Monday, November 9, 2015

What's Gone Wrong in White America?


            The The New York Times published a blockbuster social science story last Monday about a study completed by Nobel laureate Angus Deaton and Anne Case.  Drs. Deaton and Case found that mortality rates had spiked for whites who are between 45 and 54 years old.  That spike was largely confined to people without any college education and bucked mortality trends for all other races and age groups, both in the United States and in other developed countries. 
            Tragically, the increased death rate was the result of suicides, drug overdoses and chronic liver disease, which is generally associated with alcohol abuse.  By contrast, death from lung cancer has trended down for this group while deaths from diabetes associated with obesity have remained flat.
            I was prepared to write an article like the one Harold Meyerson of the Washington Post wrote on Thursday.  He tied this spike in white middle age death to a narrative about the job loss and economic impotence of people who thought that they would be able to maintain a middle class life style by parlaying their high school diplomas into secure jobs in manufacturing and construction, just like their mothers and fathers had.
            In Meyerson’s narrative, the deaths are a natural result of the angst people experience when they lose their jobs and realize that, for them, the American Dream is a chimera.  They realize that they are not going to do better than their parents and that they can expect to finish their lives on the brink of poverty.  They numb their existential pain with drugs and alcohol, or they end them with suicide.
            For good measure, Meyerson points out the Republican presidential candidate Donald Trump draws much of his political support from non-hispanic whites who have high school degrees or less.  Support for Trump and the high death toll for this group, he says, share common roots: “a sense of abandonment, betrayal and misdirected rage.”
             As I started to write, though, it occurred to me that Meyerson’s narrative left too many questions unanswered.  First of all, as the Times points out, while the trend for middle aged is going in an unfortunate direction, middle aged blacks still have a much higher death rate than do whites.  The death rate for middle-aged African-Americans is 581 per 100,000, 166 per 100,000 higher than the 415 per 100,000 applicable for middle-aged whites.   
            The Meyerson narrative doesn’t even mention this fact, nor does he ask why there is a difference between white middle-class mortality and black middle-class mortality.  I suppose it’s newsworthy when a mortality trend reverses itself, but it’s downright embarrassing when a story about middle-aged whites receives vast media attention and the story about abbreviated African-American longevity never even got written.  Middle-aged black mortality doesn’t appear relevant to the larger political narrative.  Do their lives not matter?
            What’s also missing, though, is any analysis of where these deaths are coming from.  Deaton and Case provide one tantalizing graph, which I reproduce here, that sheds some light on this.

            Each point on the graph represents a year and one of the country’s four census regions: blue for the Northeast, red for the Midwest, black for the South and green for the West.
            While all regions show increases in mortality due to suicide and drug overdoses, the death rates in the Northeast and the Midwest seem to lag those in the South and the Midwest.  The worst year for these kinds of deaths in the Northeast and the Midwest was 2013.  But the South and the West had already reached this level of death for these causes in 2007 and 2005 respectively.
            Why did life get harder for middle-aged whites living in the South and the West sooner than it did for middle-aged whites living in the Northeast and the Midwest?

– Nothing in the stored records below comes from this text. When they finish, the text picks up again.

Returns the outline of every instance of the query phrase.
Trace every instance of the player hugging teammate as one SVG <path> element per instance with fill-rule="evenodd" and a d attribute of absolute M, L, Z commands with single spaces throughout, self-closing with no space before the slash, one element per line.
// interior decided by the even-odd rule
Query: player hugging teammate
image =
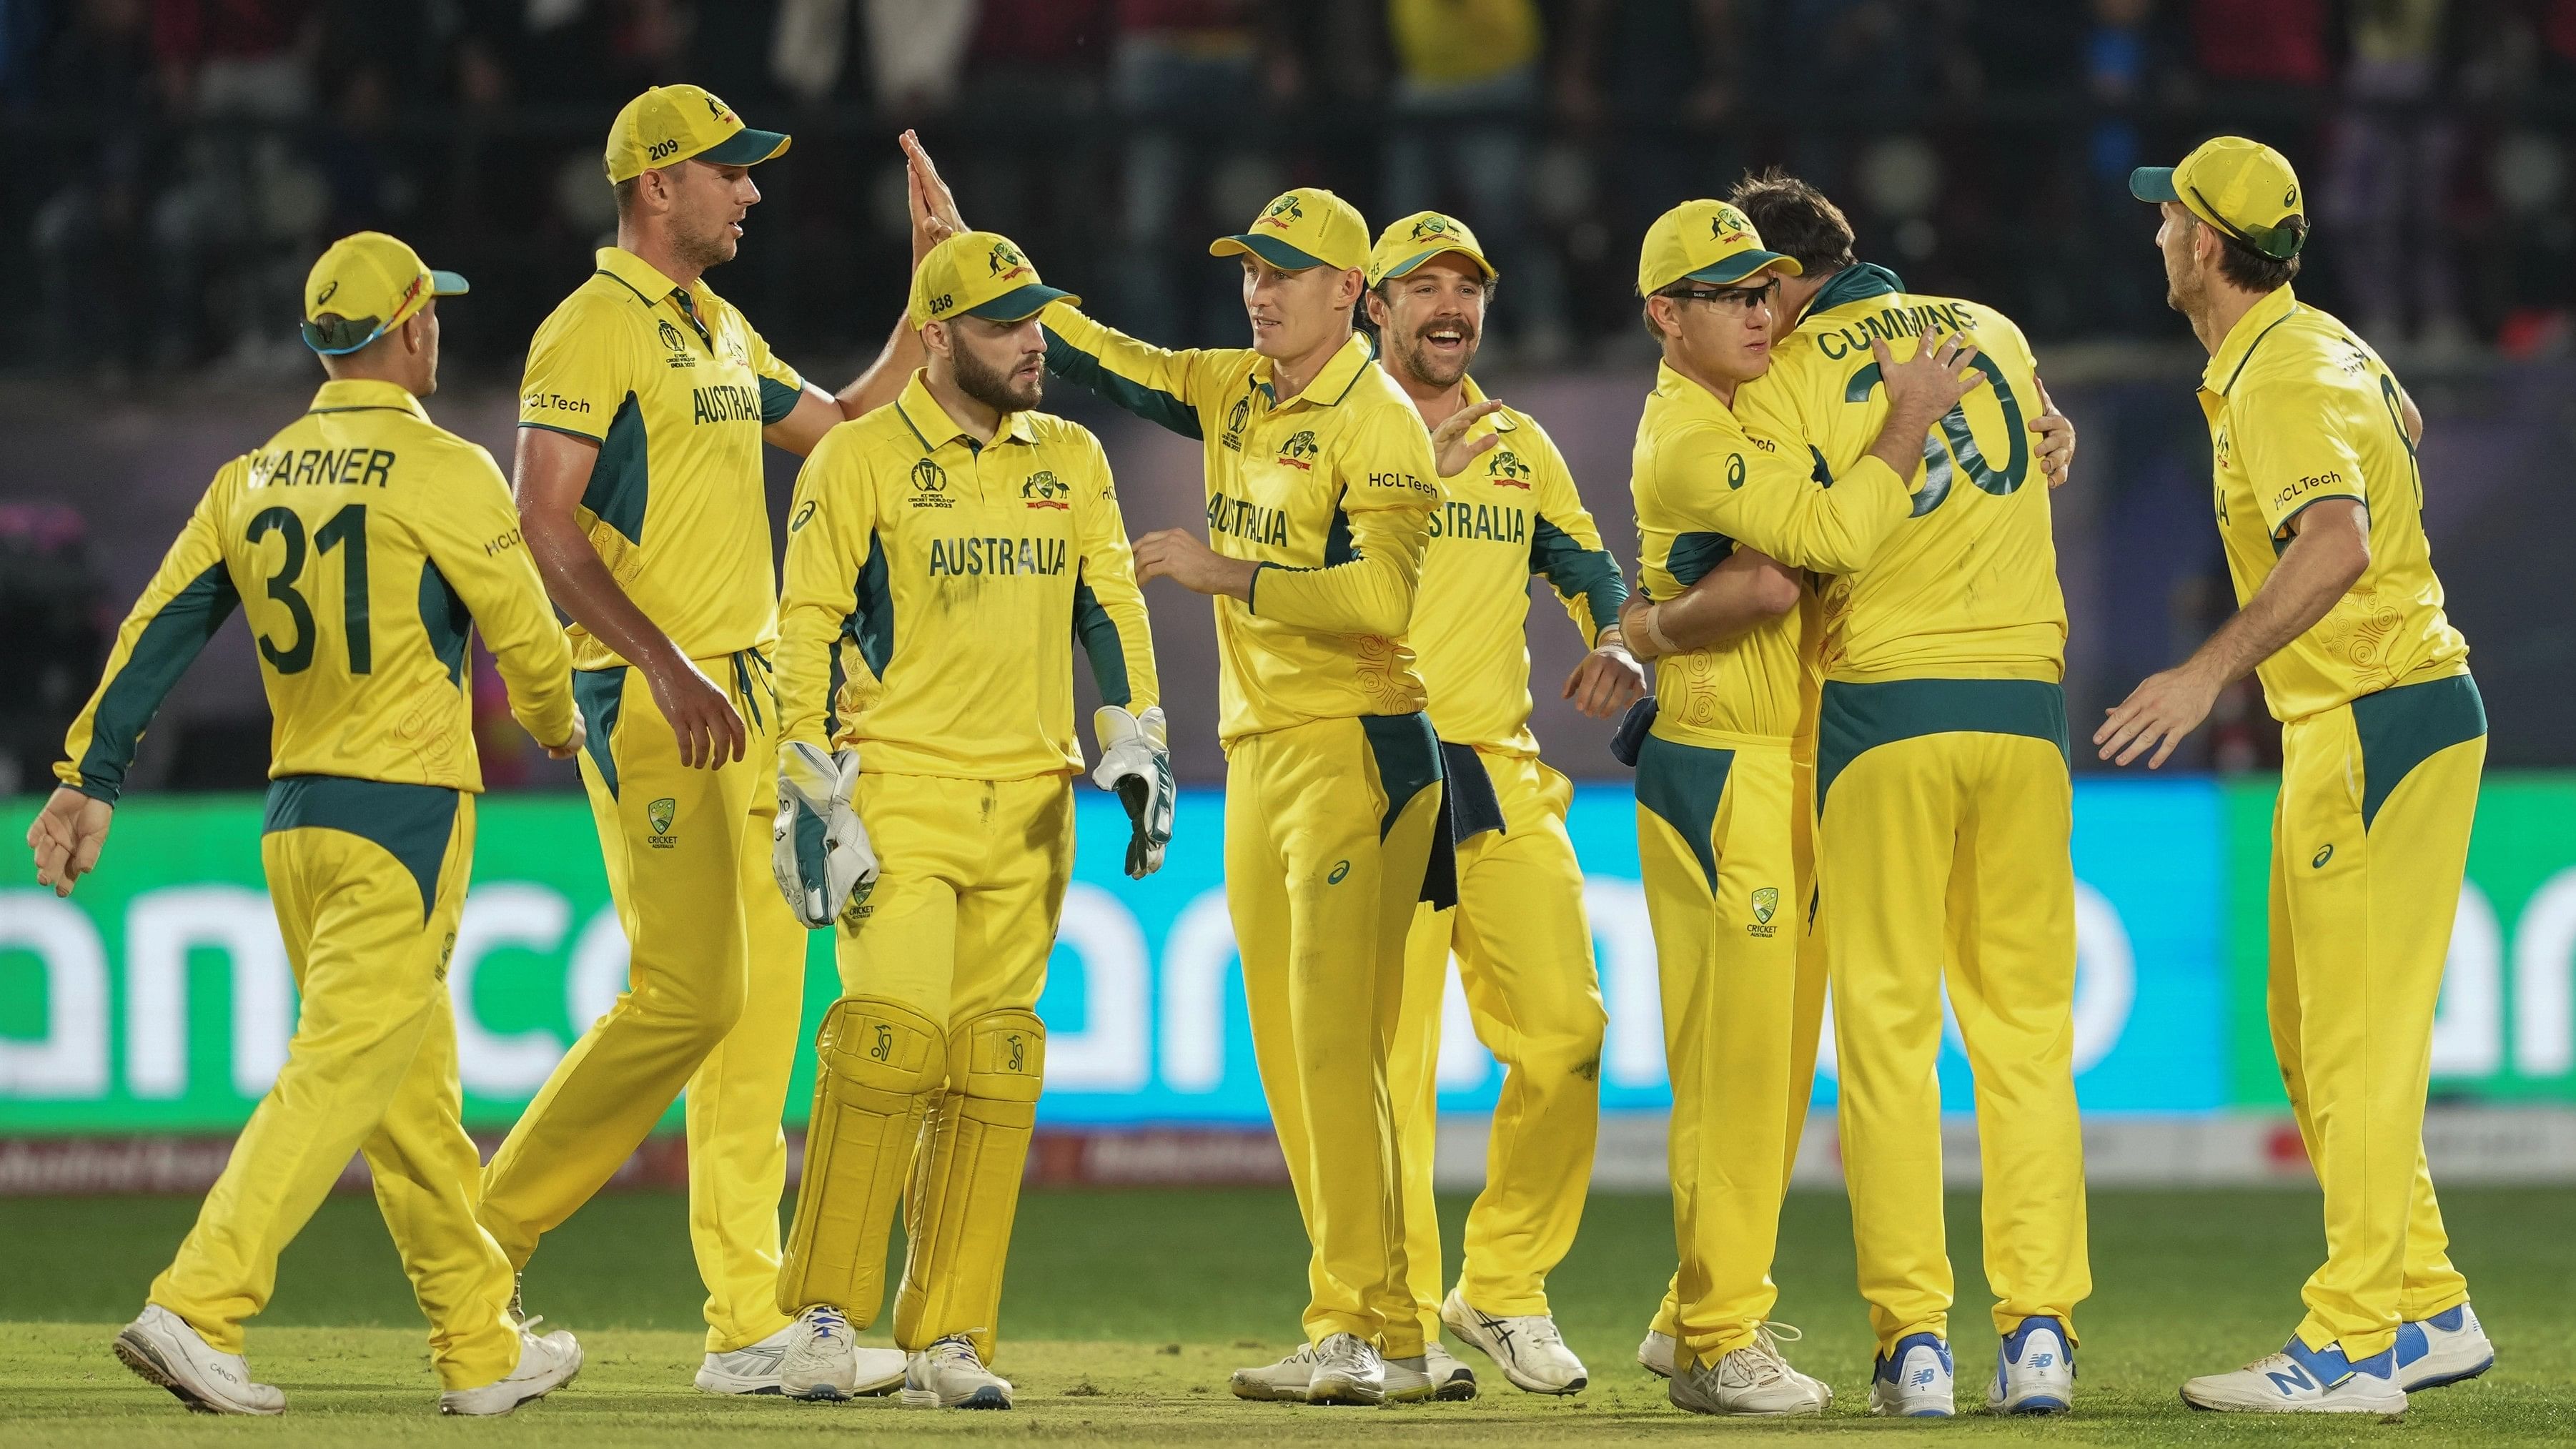
<path fill-rule="evenodd" d="M 581 1350 L 532 1331 L 516 1272 L 685 1090 L 699 1388 L 1010 1408 L 1004 1267 L 1085 772 L 1074 656 L 1102 701 L 1089 773 L 1126 807 L 1142 878 L 1173 785 L 1140 585 L 1169 578 L 1214 611 L 1227 905 L 1311 1249 L 1302 1342 L 1229 1387 L 1473 1398 L 1445 1332 L 1520 1390 L 1582 1390 L 1546 1279 L 1581 1219 L 1605 1017 L 1571 786 L 1529 729 L 1541 576 L 1590 651 L 1562 693 L 1627 712 L 1637 770 L 1678 1259 L 1639 1361 L 1693 1412 L 1831 1402 L 1770 1317 L 1830 982 L 1869 1408 L 1954 1412 L 1946 990 L 1996 1295 L 1983 1401 L 2073 1406 L 2091 1283 L 2049 493 L 2074 439 L 2011 321 L 1860 261 L 1842 213 L 1791 178 L 1665 213 L 1637 275 L 1662 363 L 1631 597 L 1545 429 L 1469 374 L 1499 277 L 1460 219 L 1418 212 L 1372 244 L 1340 197 L 1286 192 L 1209 247 L 1241 268 L 1251 345 L 1166 351 L 968 229 L 907 134 L 906 312 L 835 395 L 704 277 L 759 200 L 751 168 L 788 144 L 693 86 L 620 112 L 618 244 L 530 347 L 515 512 L 490 457 L 420 401 L 435 299 L 463 280 L 374 233 L 316 264 L 303 332 L 330 380 L 216 475 L 29 833 L 39 880 L 68 894 L 142 729 L 241 609 L 275 715 L 262 859 L 302 1017 L 121 1359 L 191 1408 L 282 1412 L 242 1323 L 363 1152 L 440 1408 L 542 1397 Z M 2284 720 L 2273 1031 L 2328 1241 L 2283 1351 L 2184 1397 L 2391 1413 L 2494 1358 L 2422 1162 L 2445 940 L 2415 905 L 2461 873 L 2483 710 L 2417 516 L 2421 419 L 2291 292 L 2306 222 L 2288 163 L 2221 138 L 2133 186 L 2162 204 L 2173 302 L 2212 355 L 2200 400 L 2244 610 L 2095 739 L 2161 763 L 2249 671 Z M 1204 538 L 1131 547 L 1098 440 L 1038 411 L 1049 371 L 1201 443 Z M 769 445 L 806 457 L 783 598 Z M 488 1166 L 459 1121 L 445 986 L 480 788 L 476 628 L 521 722 L 580 760 L 630 946 L 628 990 Z M 833 933 L 842 994 L 782 1253 L 811 930 Z M 1431 1169 L 1453 956 L 1505 1077 L 1450 1278 Z M 899 1204 L 896 1347 L 861 1347 Z"/>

Why do things get much worse in the South after 2005 and the West after 2007?  Is there something going on at the state or local level that is either making mortality rates from drug abuse and suicide worse in the South and in the West or is there something happening in the Northeast and the Midwest that is putting a lid on the problem there?
            And finally, why have the mortality trends reversed themselves only for middle-aged whites with no college experience? It’s easy to jump to the conclusion, as the Meyerson narrative does, that folks who haven’t been to college are more likely to experience joblessness or economic dislocation leading to poverty and hopelessness than their better-educated peers. But, is that really the whole answer?
            How can we explain the fact that, according to the study, people who have taken some college coursework but didn’t graduate from college are doing much better than middle-aged whites with no college experience?  Why should a college dropout, someone who has obviously failed at something big, be less likely to die in middle-age by suicide or drug overdose than his or her peer with only a high school diploma?  Are his or her life prospects really that much better?  Is there something about an abbreviated college experience than helps to immunize a person against suicide and death by drug addiction at middle-age, or is it the willingness to try to get a college education that does the trick?
            Good science is all about generating good questions. Deaton and Case have just contributed more than their share.  Questions such as the ones I’ve just asked should keep social scientists busy for a good long time.

            Their answers are clearly matters of life and death.